Desmond Doss, the Pacifist Who Went to War

The real life Desmond Doss.

Doss receiving the Medal of Honor from President Truman on October 12, 1945

Desmond Thomas Doss was born in Lynchburg, Virginia in 1919. During the Great Depression, he stopped attending school after the ninth grade to help out his family, working in a shipyard when WWII broke out. He could have gotten a deferment due to his employment, but he wanted to serve his country and answered the draft. As a deeply religious Seventh-day Adventist, he always did whatever he could to help other people. On one occasion, he heard on the radio that a women suffered a traffic accident nearby and urgently needed blood. Doss walked three miles to the hospital to donate some of his, then walked another three miles back home once he was done. He did the same thing again two days later after another call went out on the radio.

Desmond Doss
He met Richmond native fellow Adventist nurse Dorothy Schutte at church when she was travelling through Lynchburg selling Adventist books. In her own words, she married him because “He was a good Christian and I figured he would help me go to Heaven. … He appreciated me because I’ve never kissed any other men. He was the first one I ever kissed.” They married four months after he was drafted, before going on active duty. Contrarily to the film, Doss did not miss his wedding because he was denied a pass.

Desmond and Dorothy
During training at Fort Jackson, South Carolina with the 77th Infantry Division, Doss made heavy waves by refusing to kill enemy soldiers, to work on Saturdays or to use a weapon. He wouldn’t even carry one, since, as he said, “I knew if I ever once compromised, I was gonna be in trouble, because if you can compromise once, you can compromise again.” Like it is shown in the movie, this made him the target of his comrades and superiors. He became a medic assigned to 2nd Platoon, B Company, 1st Battalion, 307th Infantry, 77th Infantry Division.

Doss was eventually deployed to the Pacific and saw combat on Guam, where he was awarded the Bronze Star for aiding soldiers under fire, and at Leyte in the Philippines, before finding himself on Okinawa. The film depicts his heroism in 1945 at the Maeda Escarpment, nicknamed Hacksaw Ridge as soldiers would be literally cut in two by machinegun fire from numerous fortified Japanese positions. Here Doss single-handedly dragged 75 wounded soldiers to the edge of the cliff and lowered them to safety with a cargo net. What the movie doesn’t show is that Doss was one of the three volunteers who climbed up the cliff first and lowered the nets for the others.

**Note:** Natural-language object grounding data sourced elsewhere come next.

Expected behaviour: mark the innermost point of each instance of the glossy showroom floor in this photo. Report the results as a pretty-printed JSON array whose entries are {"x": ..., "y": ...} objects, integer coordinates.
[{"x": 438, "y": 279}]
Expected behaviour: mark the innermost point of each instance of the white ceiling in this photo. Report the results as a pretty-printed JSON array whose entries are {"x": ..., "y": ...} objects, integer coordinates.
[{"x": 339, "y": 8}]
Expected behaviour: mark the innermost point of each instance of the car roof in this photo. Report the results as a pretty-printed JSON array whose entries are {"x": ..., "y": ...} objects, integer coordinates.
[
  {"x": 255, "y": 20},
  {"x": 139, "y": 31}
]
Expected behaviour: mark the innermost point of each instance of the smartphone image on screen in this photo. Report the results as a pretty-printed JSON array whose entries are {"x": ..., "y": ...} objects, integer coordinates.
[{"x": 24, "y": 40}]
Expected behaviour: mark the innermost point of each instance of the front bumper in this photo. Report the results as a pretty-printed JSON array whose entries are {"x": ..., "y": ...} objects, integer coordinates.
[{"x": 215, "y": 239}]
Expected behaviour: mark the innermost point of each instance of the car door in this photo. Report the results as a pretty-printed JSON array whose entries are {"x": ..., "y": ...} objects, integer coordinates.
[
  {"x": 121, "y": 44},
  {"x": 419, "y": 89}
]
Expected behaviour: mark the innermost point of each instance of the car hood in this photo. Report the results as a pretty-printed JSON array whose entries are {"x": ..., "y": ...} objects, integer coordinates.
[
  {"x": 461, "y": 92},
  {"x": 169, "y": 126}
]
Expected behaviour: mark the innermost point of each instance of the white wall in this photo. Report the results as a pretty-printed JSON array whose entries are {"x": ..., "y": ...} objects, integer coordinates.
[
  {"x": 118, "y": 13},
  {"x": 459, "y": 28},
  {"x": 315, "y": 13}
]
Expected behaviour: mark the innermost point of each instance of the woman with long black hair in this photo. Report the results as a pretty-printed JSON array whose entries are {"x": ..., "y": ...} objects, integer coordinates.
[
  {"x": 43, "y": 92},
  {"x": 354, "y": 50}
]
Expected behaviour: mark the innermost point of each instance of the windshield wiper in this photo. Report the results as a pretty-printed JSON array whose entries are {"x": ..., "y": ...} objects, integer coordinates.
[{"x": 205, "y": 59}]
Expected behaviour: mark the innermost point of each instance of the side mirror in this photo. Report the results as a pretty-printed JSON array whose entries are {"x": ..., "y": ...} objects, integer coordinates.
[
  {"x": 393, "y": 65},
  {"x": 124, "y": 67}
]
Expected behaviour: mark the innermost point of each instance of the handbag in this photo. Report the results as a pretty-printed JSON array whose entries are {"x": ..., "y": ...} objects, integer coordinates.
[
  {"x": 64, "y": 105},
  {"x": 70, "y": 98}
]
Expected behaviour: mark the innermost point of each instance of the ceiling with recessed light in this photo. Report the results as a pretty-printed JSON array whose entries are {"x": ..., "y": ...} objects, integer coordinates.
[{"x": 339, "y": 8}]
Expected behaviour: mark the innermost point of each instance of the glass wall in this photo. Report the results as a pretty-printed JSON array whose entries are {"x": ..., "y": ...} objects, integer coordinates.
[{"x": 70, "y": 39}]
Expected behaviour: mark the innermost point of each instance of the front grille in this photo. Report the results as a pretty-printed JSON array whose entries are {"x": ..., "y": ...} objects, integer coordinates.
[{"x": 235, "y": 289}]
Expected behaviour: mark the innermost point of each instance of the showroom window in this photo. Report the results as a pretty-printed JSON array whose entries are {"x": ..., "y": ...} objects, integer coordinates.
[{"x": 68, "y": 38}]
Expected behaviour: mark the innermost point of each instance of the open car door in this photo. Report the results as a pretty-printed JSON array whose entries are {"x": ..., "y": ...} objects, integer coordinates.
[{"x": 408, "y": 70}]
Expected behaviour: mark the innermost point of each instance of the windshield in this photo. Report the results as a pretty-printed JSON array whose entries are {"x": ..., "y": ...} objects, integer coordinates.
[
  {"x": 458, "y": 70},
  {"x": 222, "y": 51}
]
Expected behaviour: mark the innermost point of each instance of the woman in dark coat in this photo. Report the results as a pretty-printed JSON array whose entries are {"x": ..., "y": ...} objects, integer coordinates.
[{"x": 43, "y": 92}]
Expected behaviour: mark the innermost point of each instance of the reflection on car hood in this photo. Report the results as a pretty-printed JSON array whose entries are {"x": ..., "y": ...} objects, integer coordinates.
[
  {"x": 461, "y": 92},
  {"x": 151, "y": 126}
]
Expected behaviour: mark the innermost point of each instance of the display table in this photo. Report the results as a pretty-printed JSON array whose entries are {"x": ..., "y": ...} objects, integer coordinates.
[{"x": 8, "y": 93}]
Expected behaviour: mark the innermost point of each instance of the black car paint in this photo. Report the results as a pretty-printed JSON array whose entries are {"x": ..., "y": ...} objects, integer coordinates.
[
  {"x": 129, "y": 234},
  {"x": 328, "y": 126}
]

His heroic actions didn’t stop at the ridge. A few days later, on the same escarpment, he crawled through heavy fire to rescue a wounded man 200 yards ahead of the American lines. Then two days after that, he advanced within eight yards of a Japanese-occupied cave to treat and evacuate four others. On May 21, 1945 he was seriously wounded in the leg by an exploding grenade that embedded 17 pieces of shrapnel in him. He attended his own wounds and waited 5 hours for litter bearers to reach him. On the way back, he saw a man with more serious wounds than him, so he instructed the bearers to take the other soldier in his place. While he was waiting for the men to come back – another element not shown in the film – a Japanese sniper shot him, shattering his left arm. Desmond Doss became the first and only conscientious objector to be awarded the Congressional Medal of Honor for “conspicuous gallantry and intrepidity in action above and beyond the call of duty” in World War II.

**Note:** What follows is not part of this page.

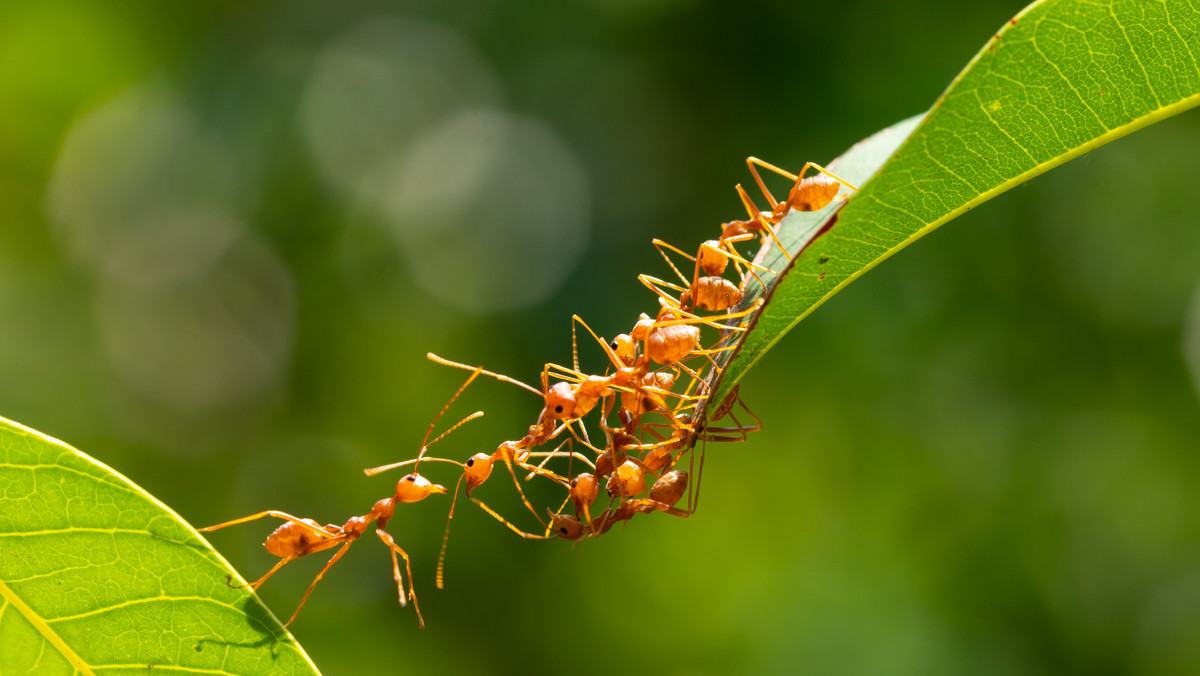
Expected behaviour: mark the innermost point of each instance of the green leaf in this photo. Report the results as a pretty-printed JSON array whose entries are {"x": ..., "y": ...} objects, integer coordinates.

Doss on top of the Maeda Encarpment, also known as Hacksaw Ridge, on May 4, 1945
Because of his injuries, Doss was evacuated on May 21, 1945. A year later, he was diagnosed with tuberculosis that he contracted while serving on Leyte. The disease cost him a lung and five ribs, which, along with his wounds, left him 90% disabled. After his honorable discharge in August of 1951, he spent the rest of his life farming and working various part-time jobs such as cabinetmaking, door-to-door sales and maintenance as his health allowed. By 1976 he was entirely deaf, possibly due to an antibiotic overdose during his TB treatment. Desmond Doss passed away at his home in Alabama in 2006.